Wal-Mart, We Love You $o, $o Much It’s getting so you can’t trust anyone these days. Wait a minute, did I say ‘getting’; baby, we passed ‘getting’ a long time ago. It seems conservative research groups like the American Enterprise Institute, Heritage Foundation, and the Manhattan Institute, aggressive defenders of Wal-Mart to reporters and government, have been getting big bucks from the Walton Family Foundation run by Wal-Mart founder Sam Walton’s three children. Hey, we’re talking conservative research groups here; what did we expect? The problem is non-disclosure. We know what’s going on; we know your pulling a scumbag scam; just remind us once in a while.

Metro-Goldwyn-Amazon? There’s a raft of companies, Amazon now included, that want you to download movies on your PC. How can they hope to compete without lousy ten dollar popcorn and sodas, broken and dirty seats, and people talking on cellphones?
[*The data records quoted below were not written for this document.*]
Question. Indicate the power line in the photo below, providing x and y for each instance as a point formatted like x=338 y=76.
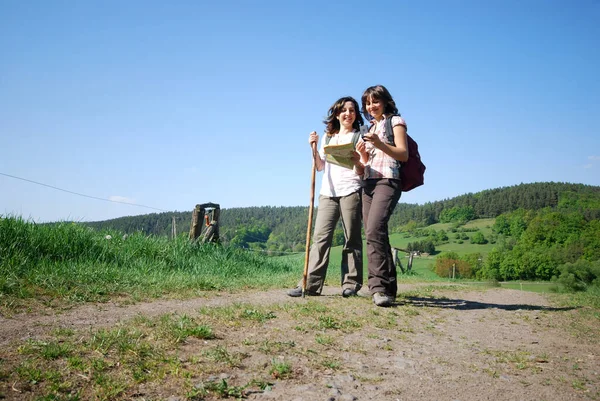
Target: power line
x=84 y=195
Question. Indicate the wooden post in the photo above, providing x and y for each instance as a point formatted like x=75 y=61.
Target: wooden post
x=197 y=222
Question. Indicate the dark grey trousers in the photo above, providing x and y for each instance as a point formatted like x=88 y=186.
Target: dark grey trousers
x=329 y=212
x=380 y=198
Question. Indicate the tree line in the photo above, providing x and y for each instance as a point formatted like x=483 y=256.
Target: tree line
x=283 y=229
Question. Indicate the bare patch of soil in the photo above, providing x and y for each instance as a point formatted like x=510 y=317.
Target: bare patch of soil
x=436 y=343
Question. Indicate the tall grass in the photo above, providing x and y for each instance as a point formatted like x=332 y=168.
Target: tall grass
x=75 y=263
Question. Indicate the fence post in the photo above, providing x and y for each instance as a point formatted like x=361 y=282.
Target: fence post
x=196 y=226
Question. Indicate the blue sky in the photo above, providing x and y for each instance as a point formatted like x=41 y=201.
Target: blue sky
x=170 y=104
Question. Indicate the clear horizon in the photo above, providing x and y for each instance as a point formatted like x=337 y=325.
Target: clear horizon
x=170 y=105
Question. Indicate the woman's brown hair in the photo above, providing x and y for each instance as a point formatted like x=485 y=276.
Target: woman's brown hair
x=381 y=93
x=332 y=124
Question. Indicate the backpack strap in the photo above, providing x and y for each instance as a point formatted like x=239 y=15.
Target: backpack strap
x=355 y=138
x=389 y=130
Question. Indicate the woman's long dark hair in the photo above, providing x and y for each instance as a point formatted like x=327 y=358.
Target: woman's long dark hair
x=332 y=124
x=379 y=92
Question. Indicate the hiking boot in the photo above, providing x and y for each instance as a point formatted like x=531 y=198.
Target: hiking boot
x=297 y=292
x=382 y=299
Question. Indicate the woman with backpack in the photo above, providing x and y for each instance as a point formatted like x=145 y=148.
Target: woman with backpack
x=382 y=188
x=340 y=196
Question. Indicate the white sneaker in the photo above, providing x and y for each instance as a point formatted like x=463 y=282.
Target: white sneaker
x=381 y=299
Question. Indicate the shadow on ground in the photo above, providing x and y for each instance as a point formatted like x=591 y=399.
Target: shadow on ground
x=461 y=304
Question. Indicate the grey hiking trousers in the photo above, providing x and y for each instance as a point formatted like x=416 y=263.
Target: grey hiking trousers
x=328 y=213
x=380 y=197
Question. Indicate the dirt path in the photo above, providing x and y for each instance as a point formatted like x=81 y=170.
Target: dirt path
x=436 y=344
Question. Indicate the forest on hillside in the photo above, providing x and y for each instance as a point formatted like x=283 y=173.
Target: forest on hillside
x=541 y=231
x=283 y=229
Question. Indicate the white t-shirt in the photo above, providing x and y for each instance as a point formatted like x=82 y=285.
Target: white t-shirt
x=338 y=180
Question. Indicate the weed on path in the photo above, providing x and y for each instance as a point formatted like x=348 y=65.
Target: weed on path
x=437 y=342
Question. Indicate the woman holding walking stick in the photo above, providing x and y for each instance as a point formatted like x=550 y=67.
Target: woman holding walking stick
x=340 y=196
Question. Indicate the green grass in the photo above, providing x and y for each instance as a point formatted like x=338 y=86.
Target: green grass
x=69 y=263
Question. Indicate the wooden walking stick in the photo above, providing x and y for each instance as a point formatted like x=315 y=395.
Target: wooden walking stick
x=310 y=211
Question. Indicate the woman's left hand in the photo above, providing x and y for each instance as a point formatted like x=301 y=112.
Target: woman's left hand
x=373 y=139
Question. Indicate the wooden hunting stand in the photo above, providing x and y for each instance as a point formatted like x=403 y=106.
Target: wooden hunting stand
x=205 y=222
x=398 y=262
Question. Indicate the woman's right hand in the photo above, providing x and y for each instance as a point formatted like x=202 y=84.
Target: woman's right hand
x=313 y=137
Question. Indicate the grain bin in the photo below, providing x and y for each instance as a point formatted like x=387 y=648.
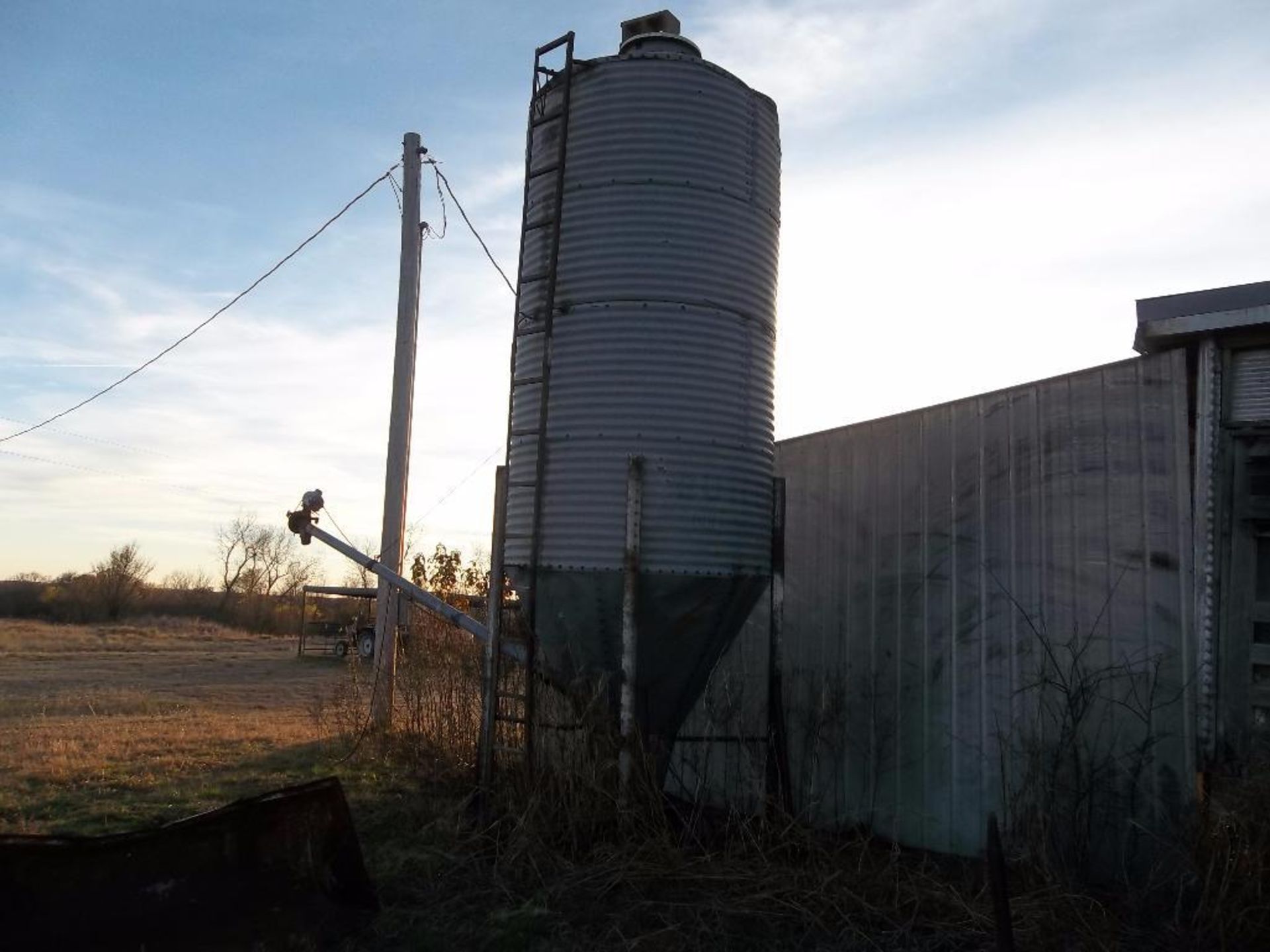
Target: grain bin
x=644 y=327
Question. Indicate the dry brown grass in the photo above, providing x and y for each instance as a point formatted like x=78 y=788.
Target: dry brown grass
x=107 y=727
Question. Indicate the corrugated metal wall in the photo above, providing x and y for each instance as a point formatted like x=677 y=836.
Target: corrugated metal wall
x=943 y=564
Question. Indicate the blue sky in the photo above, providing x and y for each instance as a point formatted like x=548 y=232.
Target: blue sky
x=974 y=193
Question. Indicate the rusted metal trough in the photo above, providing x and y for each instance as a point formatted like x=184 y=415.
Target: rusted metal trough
x=282 y=870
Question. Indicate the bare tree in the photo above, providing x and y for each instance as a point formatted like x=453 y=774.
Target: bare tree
x=179 y=580
x=259 y=561
x=120 y=578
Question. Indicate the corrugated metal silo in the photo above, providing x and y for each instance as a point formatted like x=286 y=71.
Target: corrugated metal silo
x=661 y=344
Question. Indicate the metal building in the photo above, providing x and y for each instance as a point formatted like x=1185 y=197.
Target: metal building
x=959 y=575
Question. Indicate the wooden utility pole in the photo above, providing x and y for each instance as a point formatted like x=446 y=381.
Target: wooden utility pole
x=392 y=610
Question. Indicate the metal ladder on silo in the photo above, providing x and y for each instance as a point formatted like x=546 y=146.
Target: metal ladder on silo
x=519 y=714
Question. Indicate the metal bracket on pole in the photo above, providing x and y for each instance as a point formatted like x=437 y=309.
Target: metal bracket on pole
x=630 y=629
x=494 y=622
x=778 y=776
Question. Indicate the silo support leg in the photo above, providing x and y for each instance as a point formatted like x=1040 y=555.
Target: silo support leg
x=630 y=630
x=778 y=779
x=494 y=623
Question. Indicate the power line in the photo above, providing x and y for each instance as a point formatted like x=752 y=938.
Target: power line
x=103 y=441
x=444 y=220
x=208 y=320
x=469 y=222
x=116 y=474
x=458 y=485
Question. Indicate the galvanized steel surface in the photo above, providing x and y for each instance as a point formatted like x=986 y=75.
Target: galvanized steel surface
x=665 y=331
x=1250 y=386
x=930 y=559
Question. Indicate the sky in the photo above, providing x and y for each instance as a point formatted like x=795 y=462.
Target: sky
x=974 y=192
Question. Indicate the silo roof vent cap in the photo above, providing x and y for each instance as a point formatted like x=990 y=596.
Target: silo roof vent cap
x=656 y=33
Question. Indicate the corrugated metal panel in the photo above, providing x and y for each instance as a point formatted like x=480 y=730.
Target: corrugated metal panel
x=665 y=337
x=933 y=556
x=1250 y=386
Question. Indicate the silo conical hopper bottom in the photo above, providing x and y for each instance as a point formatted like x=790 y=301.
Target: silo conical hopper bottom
x=685 y=623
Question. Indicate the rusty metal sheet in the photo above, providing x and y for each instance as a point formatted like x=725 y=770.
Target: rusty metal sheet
x=267 y=873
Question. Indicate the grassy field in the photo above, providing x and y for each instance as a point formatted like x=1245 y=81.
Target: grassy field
x=106 y=728
x=112 y=728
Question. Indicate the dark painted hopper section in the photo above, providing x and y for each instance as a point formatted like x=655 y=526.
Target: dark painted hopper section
x=282 y=870
x=662 y=346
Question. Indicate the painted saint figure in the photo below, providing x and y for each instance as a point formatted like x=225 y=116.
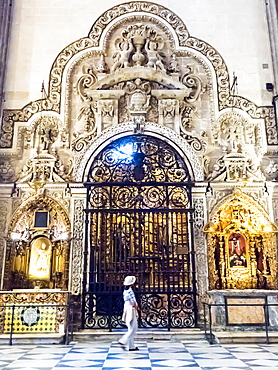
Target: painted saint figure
x=40 y=259
x=237 y=250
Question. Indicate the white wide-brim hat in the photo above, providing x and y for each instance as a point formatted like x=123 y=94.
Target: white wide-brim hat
x=129 y=280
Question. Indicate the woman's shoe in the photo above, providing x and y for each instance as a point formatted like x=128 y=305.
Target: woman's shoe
x=122 y=345
x=134 y=349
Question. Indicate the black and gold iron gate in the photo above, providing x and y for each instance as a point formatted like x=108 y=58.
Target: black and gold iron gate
x=139 y=220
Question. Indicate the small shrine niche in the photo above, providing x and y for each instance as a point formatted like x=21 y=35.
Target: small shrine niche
x=241 y=246
x=38 y=248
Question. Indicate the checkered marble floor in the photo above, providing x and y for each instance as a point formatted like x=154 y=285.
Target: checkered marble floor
x=152 y=355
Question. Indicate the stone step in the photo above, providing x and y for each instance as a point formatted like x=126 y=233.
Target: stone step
x=228 y=337
x=32 y=338
x=142 y=334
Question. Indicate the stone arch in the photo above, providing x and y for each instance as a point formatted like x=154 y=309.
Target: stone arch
x=241 y=245
x=53 y=101
x=181 y=145
x=38 y=246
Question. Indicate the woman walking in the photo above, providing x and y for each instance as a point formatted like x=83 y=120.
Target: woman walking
x=130 y=315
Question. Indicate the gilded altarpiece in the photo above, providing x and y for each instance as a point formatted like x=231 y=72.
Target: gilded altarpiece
x=38 y=248
x=241 y=246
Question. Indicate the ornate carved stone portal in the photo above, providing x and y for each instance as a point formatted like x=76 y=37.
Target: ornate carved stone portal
x=241 y=246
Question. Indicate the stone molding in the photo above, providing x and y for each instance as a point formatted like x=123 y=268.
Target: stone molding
x=53 y=101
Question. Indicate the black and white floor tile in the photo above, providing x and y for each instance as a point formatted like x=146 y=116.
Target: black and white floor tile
x=152 y=355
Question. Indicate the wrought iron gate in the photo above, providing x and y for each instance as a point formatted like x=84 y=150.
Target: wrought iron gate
x=136 y=225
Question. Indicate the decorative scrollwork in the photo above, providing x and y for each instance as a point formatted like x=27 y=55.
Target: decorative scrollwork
x=138 y=158
x=154 y=310
x=178 y=197
x=181 y=306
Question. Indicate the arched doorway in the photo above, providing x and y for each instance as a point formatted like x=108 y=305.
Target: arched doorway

It just won’t be the same.

Corporate Crook Update Bernie Ebbers, 65, deposed as CEO of WorldCom because of orchestrating a paltry $11 billion accounting fraud, has run out of wiggle room. On September 26th, he reports for twenty-five-year duty at a yet to be named prison. Let’s see: 65 + 25 = 90. Hmmm?

Microsoft Plays Scare Card Microsoft said regulators pushing the anti-trust suit against Microsoft in Europe might cause a delay in the release of Windows Vista in Europe because of unclear guidelines. If only we could be so lucky. My XP still isn’t working right. In fact, it’s getting worse. Maybe it has built in obsolescence, or maybe it’s suffering from Microsoft reaching out in the dark of night and unleashing little Gatesean bugs under the guise of auto update.

Blair Benched! Tony’s boys give him the old thumbs down. He says he’ll leave within the year, but on his own timetable. We shall see.

That’s all for this week, my friends. Stay alert; don’t get screwed!